Let’s say that if they reduced the price to $4.90, 100,000 extra cars would use the road. Even if the marginal cost of this volume shift were zero, the operator wouldn’t do it. The operator would gain $490,000 but lose $1,000,000. So it is better for the operator to run the roads at an inefficient market equilibrium because it increases their total profit. If there were a toll road running parallel to the existing one, each firm would lower price and make their operations more efficient until the market was at equilibrium maximizing the price/volume mix. Monopolies discourage that.
This is a concept from any microeconomics text written by anyone: Chicago School, Keynesians, Adam Smith die hards. Doesn’t matter. It is widely accepted fact that monopolies operate inefficiently.
Monopolies are useful for certain goods, however, so they are permitted, but usually with regulation. For example, utilities are more efficient as a whole when run as a monopoly, however the profit incentive for monopolists to deny access requires government regulation. Otherwise an electric generator will run enough wires to feed homes close to generation sources and large consumers of electricity, but the rural? Forget about it. And since utilities need Right-of-Ways to install infrastructure, the barriers to other firms picking up the slack is too high for them to enter the market.

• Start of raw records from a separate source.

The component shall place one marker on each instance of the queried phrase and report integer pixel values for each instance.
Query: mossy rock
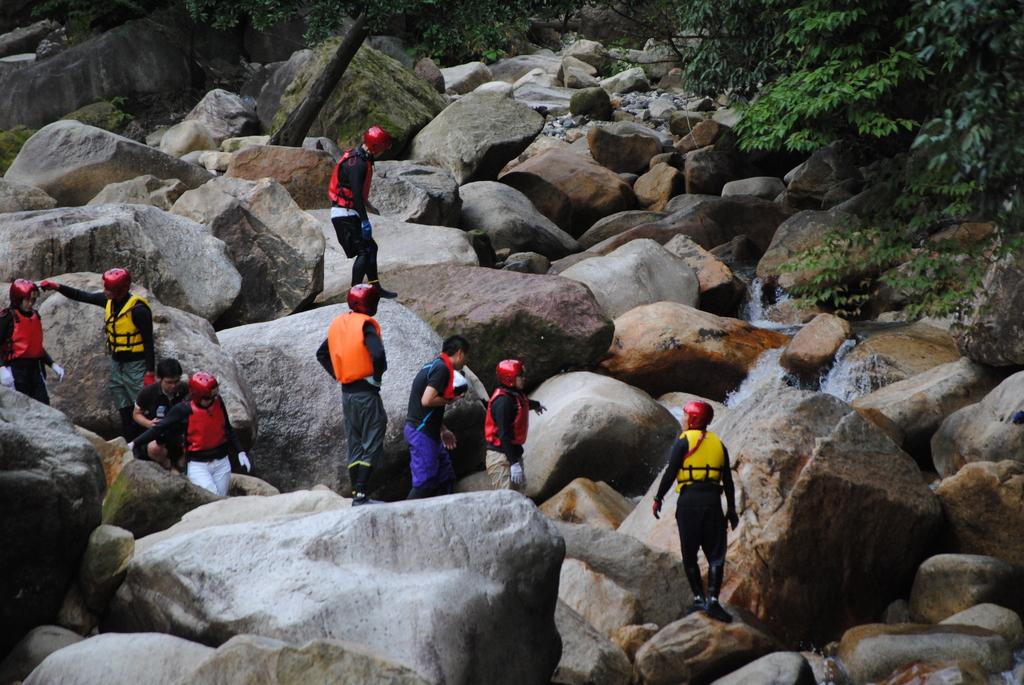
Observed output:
(102, 115)
(375, 89)
(10, 144)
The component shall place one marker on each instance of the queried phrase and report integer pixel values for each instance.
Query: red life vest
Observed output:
(492, 432)
(206, 427)
(27, 338)
(340, 190)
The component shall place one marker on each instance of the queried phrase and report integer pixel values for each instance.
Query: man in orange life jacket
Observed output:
(210, 440)
(699, 464)
(506, 425)
(23, 359)
(348, 191)
(128, 324)
(354, 355)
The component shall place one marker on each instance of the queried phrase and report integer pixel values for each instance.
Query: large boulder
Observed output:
(304, 173)
(276, 247)
(73, 162)
(51, 484)
(475, 136)
(498, 594)
(592, 190)
(983, 511)
(295, 454)
(511, 221)
(637, 273)
(75, 337)
(989, 336)
(920, 403)
(136, 58)
(374, 89)
(595, 427)
(981, 432)
(669, 346)
(416, 193)
(551, 324)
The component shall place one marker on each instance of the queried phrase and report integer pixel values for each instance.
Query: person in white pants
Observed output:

Government outsourcing is useful when used in the right way. When multiple firms compete on price and service everyday, then the outcome can be significantly different. Giving a firm sole control of public infrastructure for 30 years is NOT competition, even if it was once competitively bid. Competition is an assumption that must be integral to a market to have an efficient outcome.
As for other examples of inefficient monopoly? Remember the defense contract for the C130 batch in the 90’s where we had $600 toilet seats? Well, not everyone can build a C130. Only Lockheed can. So the contract is a monopoly granted to Lockheed to develop a new version and build it. Outcome: inefficient. Necessary, maybe. But not efficient.
The overall point is that the private sector is not driven by efficiency. It is driven by profit. If the private sector can use inefficiency to increase profit it will. When a good is traded in a competitive market, then efficiency and/or innovation is the only way to increase profit.
paddy says
What’s more, the private sector is almost always more efficient economically.
Someone better tell the private sector vendors who just gave me prices to outsource two functions at my government unit. They both cost more than I spend currently, use a more transient, less competent workforce and provided less service.